Necklaces made from human teeth


Three selections from a collection of 15 photos of necklaces made of teeth, assembled at Deformutilation

From top to bottom, necklaces from The National Museum (or Museum Gajah) in Jakarta, Indonesia, Bower’s Museum of Cultural Art in Santa Ana, California, and the Auckland Museum, New Zealand.

A crowning achievement

On a recent trip to the dentist, [Alecia] White discovered that little Savannah had four cavities. So, White allowed the dentist to fill them.

"They took her back and I was allowed to go back when they sedated her and after she was sedated, they had me go back out to the waiting room," White said.

White brought her groggy, little girl home when the procedure was done and let her take a nap. However, when Savannah woke up and White looked in her mouth, she saw that every single tooth, top and bottom, were [sic] capped with stainless-steel crowns...

White wanted to know if a mouth full of stainless-steel crowns is normal for a child. So, 3 On Your Side consulted Dr. Richard Chaet, who's been in dentistry for more than 30 years...

Chaet claimed that although it looks bizarre, all of those caps were necessary to fill Savannah's cavities and to save other teeth that were probably deteriorating.

"This is a child who is obviously very high risk for decay," Chaet said.

He went on to say that some dentists probably would have gone a step further by putting on white veneers to cover a lot of those silver caps even if the patient couldn't afford it. Chaet said a lot of dentists would have done it free of charge because children are sensitive about how they feel and look.

And that's exactly what happened to Savannah. Another dentist who actually saw Savannah's teeth offered to put on those veneers free of charge.
Text and image from AZFamily, where the comment thread is long (and vehement).

Transgender time-lapse

"... a transgender young woman documents her transition from male-to-female in 1,000 time-lapsed photos taken over a three-year period."
In the YouTube comments, the subject notes having had FFS (facial feminization surgery) during this time period.  I wish the position of the face relative to the camera (and the camera to the room) had been standardized during the process, but it's still fascinating.

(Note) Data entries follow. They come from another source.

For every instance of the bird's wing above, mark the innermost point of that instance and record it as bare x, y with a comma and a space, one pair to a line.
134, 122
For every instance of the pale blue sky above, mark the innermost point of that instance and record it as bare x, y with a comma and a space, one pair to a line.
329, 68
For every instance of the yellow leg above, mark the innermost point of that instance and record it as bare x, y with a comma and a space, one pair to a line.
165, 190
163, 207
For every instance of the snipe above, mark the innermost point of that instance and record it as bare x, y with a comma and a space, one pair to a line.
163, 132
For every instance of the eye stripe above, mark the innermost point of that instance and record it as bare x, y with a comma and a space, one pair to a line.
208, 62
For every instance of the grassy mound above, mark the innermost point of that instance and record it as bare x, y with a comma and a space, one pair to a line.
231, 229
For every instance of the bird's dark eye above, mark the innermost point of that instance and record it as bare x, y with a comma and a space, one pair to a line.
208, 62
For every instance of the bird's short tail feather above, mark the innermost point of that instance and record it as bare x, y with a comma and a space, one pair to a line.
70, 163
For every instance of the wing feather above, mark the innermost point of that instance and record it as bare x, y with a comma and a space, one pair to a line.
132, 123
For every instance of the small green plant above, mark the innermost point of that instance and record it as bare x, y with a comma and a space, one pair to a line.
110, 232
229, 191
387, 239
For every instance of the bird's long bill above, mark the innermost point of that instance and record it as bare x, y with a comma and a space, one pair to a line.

Via This Week and Miss Cellania.

A "solar-powered" vertebrate

From a report at New Scientist:
No backboned animal has been found that can harness the sun – until now. It has long been suspected, and now there is hard evidence: the spotted salamander is solar-powered.

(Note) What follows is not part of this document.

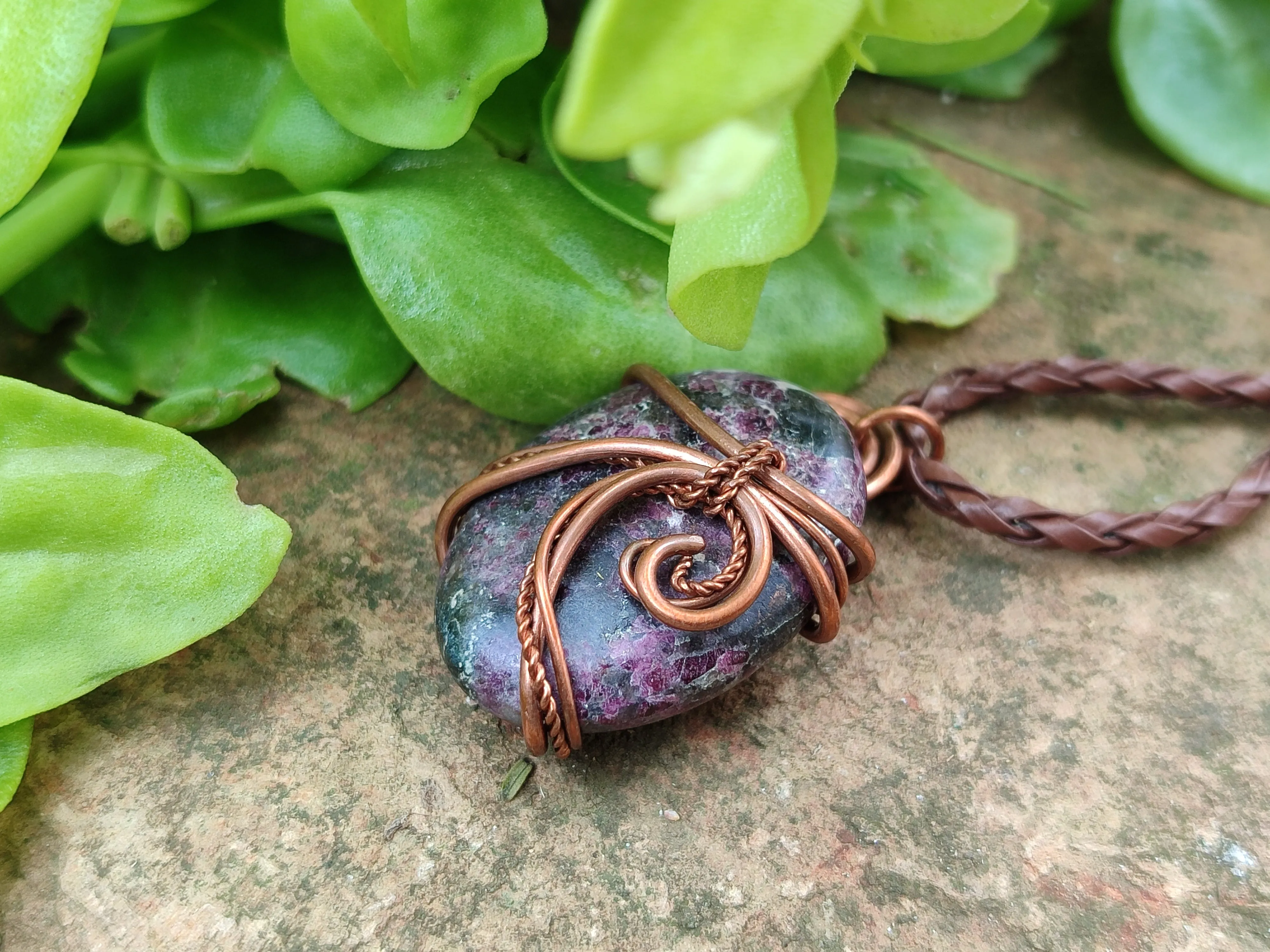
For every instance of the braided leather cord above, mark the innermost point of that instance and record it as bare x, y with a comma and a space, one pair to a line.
1028, 524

Plants make food using photosynthesis, absorbing light to power a chemical reaction that converts carbon dioxide and water into glucose and releases oxygen. Corals profit from this reaction by housing photosynthetic algae inside their shells...

Spotted salamanders, too, are in a long-term relationship with photosynthetic algae. In 1888, biologist Henry Orr reported that their eggs often contain single-celled green algae called Oophila amblystomatis. The salamanders lay the eggs in pools of water, and the algae colonise them within hours...

Then in 2011 the story gained an additional twist. A close examination of the eggs revealed that some of the algae were living within the embryos themselves, and in some cases were actually inside embryonic cells. That suggested the embryos weren't just taking oxygen from the algae: they might be taking glucose too. In other words, the algae were acting as internal power stations, generating fuel for the salamanders.

To find out if that was happening, Erin Graham of Temple University in Philadelphia, Pennsylvania and colleagues incubated salamander eggs in water containing radioactive carbon-14. Algae take up the isotope in the form of carbon dioxide, producing radioactive glucose.

Graham found that the embryos became mildly radioactive – unless kept in the dark. That showed that the embryos could only take in the carbon-14 via photosynthesis in the algae.
More at the link, including a hypothesis that the same process may occur in other species.  This gives me a better appreciation for the little salamanders that used to fall down our window well and basement stairs when I was a kid.